Non-Discretionary Bonuses and Unreimbursed Expenses Covered by Massachusetts Wage Act

A U.S. District Court judge for the District of Massachusetts has denied an employer’s motion to dismiss, finding that bonuses which are non-discretionary, as well as unreimbursed employee expenses, including travel expenses can be protected by the Massachusetts Wage Act.

United States District Court of Massachusetts

SUMMARY: (court decision – opens in PDF)

“Plaintiff George Serebrennikov’s Amended Complaint [Doc. No. 28] alleges breach of contract against Defendant Proxet Group LLC (‘Proxet’) (Count I); violations of the Massachusetts Wage Act, M.G.L.c. 149, §148 (the ‘Wage Act’) against Proxet and Defendant Vladimir Medvedovsky (Count II); and breach of the implied covenant of good faith and fair dealing against Proxet (Count III). …

“Plaintiff argues that he is owed wages for August 2022 because he had completed in July all the work that Defendants required him to complete by August 31, 2022. Defendants argue that Plaintiff cannot recover wages for August 2022 because he ‘did not perform work for or with Proxet’ during the month of August. … Plaintiff states that he worked with Proxet through July 28, 2022-and does not allege that he worked in August 2022. … Therefore, Plaintiff has not sufficiently alleged that he was an employee under the Wage Act in August 2022 and he fails to satisfy the first element of a Wage Act claim for his August 2022 salary. …

“Plaintiff has sufficiently alleged a claim for payment of a $100,000 non-discretionary bonus for 2022 under the Wage Act. Bonuses must be non-discretionary to be recoverable under the Wage Act. … Massachusetts courts also consider extrinsic evidence of alleged subsequent oral modifications of a contract, even if the contract contains a provision stating that the contract may only be amended in writing. …

“Plaintiff alleges that the parties orally agreed to a non-discretionary bonus of $50,000 around 2016-17 and a non-discretionary bonus of $100,000 in 2021, and that Defendants conformed to the first agreement by consistently paying Plaintiff his bonus between 2017 and 2021. … While Defendants characterize Plaintiff’s allegations as conclusory, … Plaintiff’s identification of specific time periods of the alleged oral agreements, along with a conforming pattern of payment, is sufficient to allege a plausible claim that the parties did orally agree to a non-discretionary bonus. …

“Plaintiff has sufficiently alleged a claim for payment of unused vacation days under the Wage Act. Payment for unused vacation days can be considered ‘wages’ under the Act if provided for under the terms of ‘an oral or written agreement.’ … Evidence of subsequent oral modifications of an agreement is permitted regardless of any provision in the original agreement forbidding subsequent modifications. … This evidence can be ‘inferred from the conduct of the parties and from the attendant circumstances of the case.’ …
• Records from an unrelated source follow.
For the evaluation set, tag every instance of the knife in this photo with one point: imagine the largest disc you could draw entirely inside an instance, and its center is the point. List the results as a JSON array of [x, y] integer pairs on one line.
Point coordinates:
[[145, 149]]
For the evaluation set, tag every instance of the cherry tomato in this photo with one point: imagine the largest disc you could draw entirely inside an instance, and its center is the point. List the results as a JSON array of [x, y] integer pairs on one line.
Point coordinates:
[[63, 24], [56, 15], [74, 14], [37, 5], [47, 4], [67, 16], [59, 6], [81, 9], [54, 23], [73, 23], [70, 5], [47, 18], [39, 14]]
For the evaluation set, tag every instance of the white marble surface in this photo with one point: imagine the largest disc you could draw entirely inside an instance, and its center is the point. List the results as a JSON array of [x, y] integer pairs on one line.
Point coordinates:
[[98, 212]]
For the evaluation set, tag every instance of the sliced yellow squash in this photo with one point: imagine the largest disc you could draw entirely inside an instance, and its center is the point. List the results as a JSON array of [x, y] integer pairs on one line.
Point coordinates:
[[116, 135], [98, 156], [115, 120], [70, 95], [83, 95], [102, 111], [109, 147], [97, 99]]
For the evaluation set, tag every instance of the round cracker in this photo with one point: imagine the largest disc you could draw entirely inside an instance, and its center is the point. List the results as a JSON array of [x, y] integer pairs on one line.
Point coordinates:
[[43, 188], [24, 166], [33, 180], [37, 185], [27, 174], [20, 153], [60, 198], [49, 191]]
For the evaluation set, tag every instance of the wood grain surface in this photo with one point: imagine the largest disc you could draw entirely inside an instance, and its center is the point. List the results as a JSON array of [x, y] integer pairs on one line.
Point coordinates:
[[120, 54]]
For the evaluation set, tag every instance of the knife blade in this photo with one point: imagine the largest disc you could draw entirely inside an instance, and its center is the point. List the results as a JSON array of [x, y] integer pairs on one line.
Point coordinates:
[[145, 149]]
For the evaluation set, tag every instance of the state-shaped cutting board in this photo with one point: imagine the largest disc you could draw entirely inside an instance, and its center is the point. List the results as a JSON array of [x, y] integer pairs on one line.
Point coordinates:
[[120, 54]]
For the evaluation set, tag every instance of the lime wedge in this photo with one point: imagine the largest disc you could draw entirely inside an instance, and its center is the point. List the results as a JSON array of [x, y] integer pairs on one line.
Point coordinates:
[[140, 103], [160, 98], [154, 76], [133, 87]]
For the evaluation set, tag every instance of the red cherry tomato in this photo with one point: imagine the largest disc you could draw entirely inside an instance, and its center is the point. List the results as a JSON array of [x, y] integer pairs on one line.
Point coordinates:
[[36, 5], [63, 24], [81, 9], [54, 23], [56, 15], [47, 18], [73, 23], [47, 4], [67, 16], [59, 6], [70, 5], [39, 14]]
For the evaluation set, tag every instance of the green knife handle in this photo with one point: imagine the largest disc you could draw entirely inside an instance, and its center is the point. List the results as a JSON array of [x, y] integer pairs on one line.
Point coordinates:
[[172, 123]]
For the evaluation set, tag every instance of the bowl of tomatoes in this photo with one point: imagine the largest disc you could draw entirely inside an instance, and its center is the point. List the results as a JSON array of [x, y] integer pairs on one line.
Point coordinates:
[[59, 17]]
“Plaintiff alleges that the parties agreed to orally modify their employment agreement to include payment of unused vacation days. … He alleges that Defendants regularly compensated him for unused vacation days and documented his accrued vacation time. … He claims to be owed 15 days of vacation time valued at $16,000. … Under the Wage Act, ‘a terminated employee is entitled to all accrued vacation benefits on the day of discharge.’ Reuter v. City of Methuen, 489 Mass. 465, 468, 184 N.E.3d 772 (2022). Assuming the truth of these factual allegations and drawing reasonable inferences in Plaintiff’s favor, the Amended Complaint [Doc. No. 28] sufficiently alleges a claim of wages owed for unused vacation under the terms of an oral employment agreement. …

“Plaintiff has also sufficiently alleged a claim for unreimbursed employee expenses under the Wage Act. Requiring employees to front employee expenses, including travel expenses, can constitute wage reductions under the Wage Act. … This is because the Wage Act bars wage reduction ‘by any other means,’ and a company requiring the plaintiff to ‘travel many miles using his own vehicle while working on behalf of [the company] reduces his wages ‘just as effectively as if the employer had … deducted funds from [his] wages.’ …

“Defendants argue that Plaintiff does not have sufficient factual support for his alleged $450,000 recovery. … However, Plaintiff alleges that he spent most of his employment abroad in three different countries, Defendants failed to reimburse him for employee expenses, and he bought plane tickets in reliance on the parties’ agreement that he would work until August 31, 2022. … This is enough to allege a plausible claim that Plaintiff incurred travel expenses as part of his work for Defendants, and that Defendants failed to pay them. More specific facts that justify a $450,000 recovery, rather than a smaller amount, can be developed through discovery.”